Mais voilà. Il tombe amoureux d’Alice (Clotilde Courau), une délicieuse jeune femme qui travaille depuis quelques mois au service des ressources humaines de la même compagnie. Alice en retour aime cet homme doux et distrait. Pour que cet amour dure le plus possible, Eric lui cache, à elle et à ses collègues de travail, sa maladie. Il s’organise pour combler les trous de sa mémoire défaillante, à coups de carnets et de dizaines de post-it. Il se filme en vidéo pour imprimer au plus profond de sa mémoire son identité. Mais la maladie progresse. Bon pianiste, Eric trébuche de plus en plus sur sa partition. Lorsque le masque tombe, Alice se sent trahie. Mais par amour, elle décide d’accompagner son homme jusqu’à la frontière de la dissolution de son moi.

« Des mots d’amour » est un beau film, dans la ligne de « Se souvenir des belles choses » de Zabou Breitman avec Isabelle Carré et Bernard Campan. On peut regretter que, malgré la sensibilité des acteurs, certaines séquences sonnent un peu faux. Mais l’écriture cinématographique est intéressante : par un jeu de flash back et de fondus enchaînés, le réalisateur parvient à créer chez le téléspectateur un sentiment de trouble, une intuition de « quelque chose qui cloche ». En d’autres termes, il parvient à communiquer un peu de l’intolérable malaise des victimes de l’Alzheimer.

Photo : Clotilde Courau et Michel Vuillermoz dans « Des mots d’amour ».

La tête en friche

100710_tete_en_friche2.1278778869.jpg

« La tête en friche » de Jean Becker n’est pas ce qu’on appelle un « grand film ». Mais on se laisse volontiers entraîner par son optimisme et par le talent des acteurs, en particulier Gérard Depardieu et Gisèle Casasus.
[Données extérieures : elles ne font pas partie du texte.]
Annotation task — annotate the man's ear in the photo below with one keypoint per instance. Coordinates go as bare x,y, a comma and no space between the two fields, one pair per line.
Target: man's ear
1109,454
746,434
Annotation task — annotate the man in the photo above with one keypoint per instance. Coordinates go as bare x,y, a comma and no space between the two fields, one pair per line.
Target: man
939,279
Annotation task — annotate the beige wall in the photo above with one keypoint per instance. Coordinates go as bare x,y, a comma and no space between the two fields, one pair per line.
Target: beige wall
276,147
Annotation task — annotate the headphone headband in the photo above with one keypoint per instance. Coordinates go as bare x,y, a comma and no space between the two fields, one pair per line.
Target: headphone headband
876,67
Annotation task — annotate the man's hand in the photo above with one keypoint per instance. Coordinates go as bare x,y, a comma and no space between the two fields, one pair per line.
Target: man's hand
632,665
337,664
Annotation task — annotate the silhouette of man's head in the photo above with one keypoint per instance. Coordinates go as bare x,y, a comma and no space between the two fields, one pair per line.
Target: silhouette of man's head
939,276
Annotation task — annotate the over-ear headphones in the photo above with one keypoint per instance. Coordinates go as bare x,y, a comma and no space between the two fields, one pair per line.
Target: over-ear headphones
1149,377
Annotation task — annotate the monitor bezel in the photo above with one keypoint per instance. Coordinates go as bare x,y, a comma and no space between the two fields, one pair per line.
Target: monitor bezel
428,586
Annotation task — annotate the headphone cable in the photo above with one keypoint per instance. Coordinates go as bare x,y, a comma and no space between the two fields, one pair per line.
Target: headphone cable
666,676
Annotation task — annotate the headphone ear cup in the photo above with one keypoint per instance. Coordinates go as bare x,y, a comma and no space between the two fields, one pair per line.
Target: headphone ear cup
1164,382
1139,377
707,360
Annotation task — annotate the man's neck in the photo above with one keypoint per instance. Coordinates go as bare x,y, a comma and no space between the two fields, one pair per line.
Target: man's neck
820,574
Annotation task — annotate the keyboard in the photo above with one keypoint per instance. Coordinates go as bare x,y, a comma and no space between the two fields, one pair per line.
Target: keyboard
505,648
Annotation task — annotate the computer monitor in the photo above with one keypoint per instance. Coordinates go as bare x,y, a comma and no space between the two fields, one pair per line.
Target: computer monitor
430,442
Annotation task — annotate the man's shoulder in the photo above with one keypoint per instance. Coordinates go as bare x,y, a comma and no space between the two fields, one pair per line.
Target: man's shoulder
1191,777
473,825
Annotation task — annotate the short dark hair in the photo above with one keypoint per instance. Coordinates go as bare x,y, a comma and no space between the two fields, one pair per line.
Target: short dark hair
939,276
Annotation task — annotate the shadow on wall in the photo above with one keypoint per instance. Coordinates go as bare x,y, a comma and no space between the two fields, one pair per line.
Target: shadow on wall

Germain (Gérard Depardieu) est un « looser ». Il vit dans une petite ville de petits boulots, est un pilier du bistrot « chez Francine », habite dans une caravane dans le jardin de sa mère, qu’il n’a jamais quittée bien qu’elle l’ait toujours traité par le mépris. Il a la tête en friche. Elevé sans père, tête de turc de son instituteur, considéré par sa mère comme un gêneur et un minable, c’est un pauvre gars sans repère. Ou du moins, c’est ainsi qu’il parait. Car dans son potager, Germain est un prince qui sait dénommer plus de variétés de tomates qu’il n’y en a dans le Petit Robert. Et dans sa caravane, ses nuits ont un trésor : Annette (Sophie Guillemin), une jolie femme d’une trentaine d’années, des yeux bleus à faire chavirer, l’aime de pur amour. 

La rencontre dans un jardin public avec Margueritte, quatre vingt quinze ans passés, va permettre a Germain d’ordonner son jardin mental. Elle lui lit Albert Camus et Romain Gary, et c’est pour lui une révélation. Sa richesse intérieure était scellée sous un manteau d’apparente inculture, de la même manière que l’amour que sa mère lui portait était cachée sous une apparence d’inextinguible hostilité. Avec Annette et Margueritte, Germain est prêt à fonder une famille.

« La tête en friche » chasse dans les territoires de Harold et Maud (un adolescent suicidaire sauvé par une vieille dame débordante de joie de vivre) et du Liseur (une ancienne gardienne de camp de concentration nazi hantée par son analphabétisme). Le film est loin d’atteindre leur profondeur, mais il raconte une bien belle histoire.

Photo du film « la tête en friche », Gérard Depardieu et Gisèle Casasus.